Note: Average guy and normal guy are the same.


----------



## MysticMind

I seriously didn't associate with any specific group. I guess from an outside perspective I might have been thought of as the quite artistic kid who wore dark/neutral clothing. I could pretty much get along with anyone, but I mostly just kept to myself. I had one close friend who I still talk to on occasion, but that was about it.

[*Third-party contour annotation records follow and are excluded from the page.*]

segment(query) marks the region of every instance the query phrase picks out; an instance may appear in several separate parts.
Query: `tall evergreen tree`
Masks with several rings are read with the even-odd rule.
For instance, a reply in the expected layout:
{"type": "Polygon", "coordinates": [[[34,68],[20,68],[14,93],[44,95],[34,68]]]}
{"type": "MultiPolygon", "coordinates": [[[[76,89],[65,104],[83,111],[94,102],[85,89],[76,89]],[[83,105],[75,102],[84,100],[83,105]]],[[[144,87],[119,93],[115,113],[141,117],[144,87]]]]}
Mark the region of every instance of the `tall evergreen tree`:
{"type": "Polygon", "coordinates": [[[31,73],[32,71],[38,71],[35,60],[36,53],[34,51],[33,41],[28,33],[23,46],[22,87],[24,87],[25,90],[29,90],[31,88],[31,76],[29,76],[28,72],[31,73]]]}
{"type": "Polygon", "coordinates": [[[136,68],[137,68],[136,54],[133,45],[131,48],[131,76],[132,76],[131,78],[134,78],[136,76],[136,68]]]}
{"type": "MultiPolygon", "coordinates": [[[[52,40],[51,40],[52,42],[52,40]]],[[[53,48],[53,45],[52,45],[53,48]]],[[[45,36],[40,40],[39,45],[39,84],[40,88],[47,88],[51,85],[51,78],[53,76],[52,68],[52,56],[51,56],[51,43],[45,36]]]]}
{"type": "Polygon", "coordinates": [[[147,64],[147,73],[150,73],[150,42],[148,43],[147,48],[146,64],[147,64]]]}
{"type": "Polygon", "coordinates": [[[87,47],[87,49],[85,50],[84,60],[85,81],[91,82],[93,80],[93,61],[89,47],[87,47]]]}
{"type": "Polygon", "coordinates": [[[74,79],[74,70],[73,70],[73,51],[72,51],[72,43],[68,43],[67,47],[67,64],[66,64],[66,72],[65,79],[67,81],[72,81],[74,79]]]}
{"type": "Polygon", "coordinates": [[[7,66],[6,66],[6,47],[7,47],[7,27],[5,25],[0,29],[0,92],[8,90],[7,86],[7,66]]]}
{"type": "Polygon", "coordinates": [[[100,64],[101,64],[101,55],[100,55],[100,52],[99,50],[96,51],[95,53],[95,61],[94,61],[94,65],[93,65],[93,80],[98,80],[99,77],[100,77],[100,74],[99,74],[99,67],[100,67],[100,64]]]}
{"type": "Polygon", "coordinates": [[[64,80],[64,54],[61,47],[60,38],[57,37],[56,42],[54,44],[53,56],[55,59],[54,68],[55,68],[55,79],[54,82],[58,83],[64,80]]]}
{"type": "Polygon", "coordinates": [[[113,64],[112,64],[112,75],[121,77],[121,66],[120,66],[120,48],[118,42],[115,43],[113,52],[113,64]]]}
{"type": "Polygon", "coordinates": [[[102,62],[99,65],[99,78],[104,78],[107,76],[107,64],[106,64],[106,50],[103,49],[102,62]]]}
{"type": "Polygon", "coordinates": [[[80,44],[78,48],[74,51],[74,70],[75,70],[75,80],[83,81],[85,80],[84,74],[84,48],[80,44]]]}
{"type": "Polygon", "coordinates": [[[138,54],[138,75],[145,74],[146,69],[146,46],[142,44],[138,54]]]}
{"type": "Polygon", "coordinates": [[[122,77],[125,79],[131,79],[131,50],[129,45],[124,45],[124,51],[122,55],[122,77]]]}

I did such a good job being invisible that if I ever go to a high school reunion (not going to happen), I doubt anyone would remember me. lol


----------



## Endologic

Lol I can't believe you are an INTP. I am an INTP and I'm the class-genius, the rebel, the delinquent.
How can an INTP be the teacher's pet? IMPOSSIBLE. Take the test again, because that is simply a contradiction by default. If you are the teacher's pet, you aren't INTP. INTPs are chaotic, not lawful.


----------



## Endologic

melisanddre said:


> Eh, I don't really fit into any stereotype because I just don't like school. I find my classes useless and my peers asinine. I have top grades, take AP classes, and have stellar standardized test scores. I do some clubs but only because it looks good for college. I'm really good in all my courses, even math and science which I generally don't like. I used to freak out about school constantly but with medication I've calmed down, and now do the minimum amount of effort to get an A, which is usually none. That being said, there's a tad bit of resentment from others because I don't necessarily try. If I gave a lot of effort I would have perfect grades, but I'm lazy. I'm pretty quite, but not out of personal preference. I was made fun of as a kid, so now it's second nature to stay quiet and be as nice to everyone as possible so you aren't bullied. I am pretty friendly with everyone but not necessarily friends - I think my classmates are pretty stupid so I try not to interact with them. A lot of people are surprised to find out how cynical, harsh, and sarcastic I can be, because I mostly keep it to myself.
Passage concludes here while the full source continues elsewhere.